Buffalo Replaced is what Mitski describes as the anchor and guiding light for the rest of the album. It steps away from the softness of the steady Bug Like an Angel and opens with the rhythm of an old soldier’s march. The tone is set: a desolate field, an unyielding woman at the end of the world. Memories of tender affection, isolation, and suffering are flashed throughout the tracklist as Mitski stands at the edge of it all. Unlike her previous two albums, Laurel Hell and Be The Cowboy, Mitski leaves 80s disco synths and electronic drums and gracefully lands in the land of live sounds, favoring gentle guitars, benevolent strings, and spirited wildlife.
Mitski challenges the listener sonically, with ambiguous pace and delayed resolution.

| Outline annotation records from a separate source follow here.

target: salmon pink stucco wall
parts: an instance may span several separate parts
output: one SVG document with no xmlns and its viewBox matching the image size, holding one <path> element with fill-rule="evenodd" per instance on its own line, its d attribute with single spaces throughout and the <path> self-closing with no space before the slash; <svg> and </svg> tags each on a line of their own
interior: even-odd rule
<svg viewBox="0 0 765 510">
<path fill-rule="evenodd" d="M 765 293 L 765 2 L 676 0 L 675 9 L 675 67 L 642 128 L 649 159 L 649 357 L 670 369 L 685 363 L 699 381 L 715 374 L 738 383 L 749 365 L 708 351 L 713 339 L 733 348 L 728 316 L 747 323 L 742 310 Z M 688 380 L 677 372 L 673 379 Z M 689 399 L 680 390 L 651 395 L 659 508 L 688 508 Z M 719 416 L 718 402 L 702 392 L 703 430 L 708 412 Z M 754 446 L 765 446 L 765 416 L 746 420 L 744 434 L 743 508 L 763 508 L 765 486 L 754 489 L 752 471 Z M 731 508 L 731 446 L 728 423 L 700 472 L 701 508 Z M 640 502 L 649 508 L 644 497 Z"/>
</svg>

Through the album, rhythm is cradled like a baby: one that is sound asleep in your arms, but one that can also wail and flounder as you try to soothe it. The Deal takes place on Mitski’s walk through a dark empty street, searching for a hopeful patron of her pained soul. In the first chorus, she is frustrated, determined to rid herself of this soul, heard through demanding staccatos that drastically shift from the quiet strum of acoustic guitar from the first verse. A bird grants her wish by the time the second chorus arrives, and its ritardando and decrescendo leads to a more vacant atmosphere — one that is devoid of passion, but not of pain. As her voice fades, the rumbling drums and evocative orchestra gain command of the song, and just short of their peak, they fizzle out.
Although not unfamiliar to the occasional ballad, Mitski showcases an extensive, three-part evolution of her love in the album. Pedal steel and flourishing strings commence as she bends “like a willow” in Heaven; slow dancing in a private, intimate paradise with her lover. Through this, she writes the elegant My Love Mine All Mine, a love song to her own love. Sincere, moving with rich vocal timbre and sweet-tempered support from a warm choir and tranquil band, the value of the love Mitski holds grants herself the most touching ballad in her discography. She eventually is left to her own devices in the discordant The Frost, and no longer is able to give the love that she cherishes so deeply. It is lonely, dusty, and mournful despite its light, airy demeanour.
“You believe me like a god / I betray you like a man,” she scorns on the second-to-last track I’m Your Man, a song from the perspective of the patriarchal figure that resides within her. With cicadas, dogs, and crickets, the rugged ‘Yo-ho’s’ from the choir are accompanied by the bustling wilderness, with the track concluding on a terrifying screech from a Fowler’s toad.
Married are the grandiose and the old-school Americana to create an expansive, dynamic record that is dramatic and cynical, yet organic and vulnerable. Opulence takes over in When Memories Snow with epic brass and trudging drums making the shortest track on the album its most stately. She exclaims in solitude and with exasperation, “And if I break / Can I go on break?”.
Looking out, we find the paradox of a dead fly being immortalized on the bottom of a glass, a love that is long gone but burns bright out there and, ultimately, no one, and nothing. Hollowness surrounds Mitski, and she fills it with herself. A savant in songwriting and sonic composition, Mitski is able to deliver her most complex ideas and sounds yet without ever losing the attention of the listener. Though the land may not be hospitable, Mitski triumphantly wallows in her newfound independence and reclusion, “I’m king of all the land”.
The Land Is Inhospitable and So Are We is out now via Dead Oceans.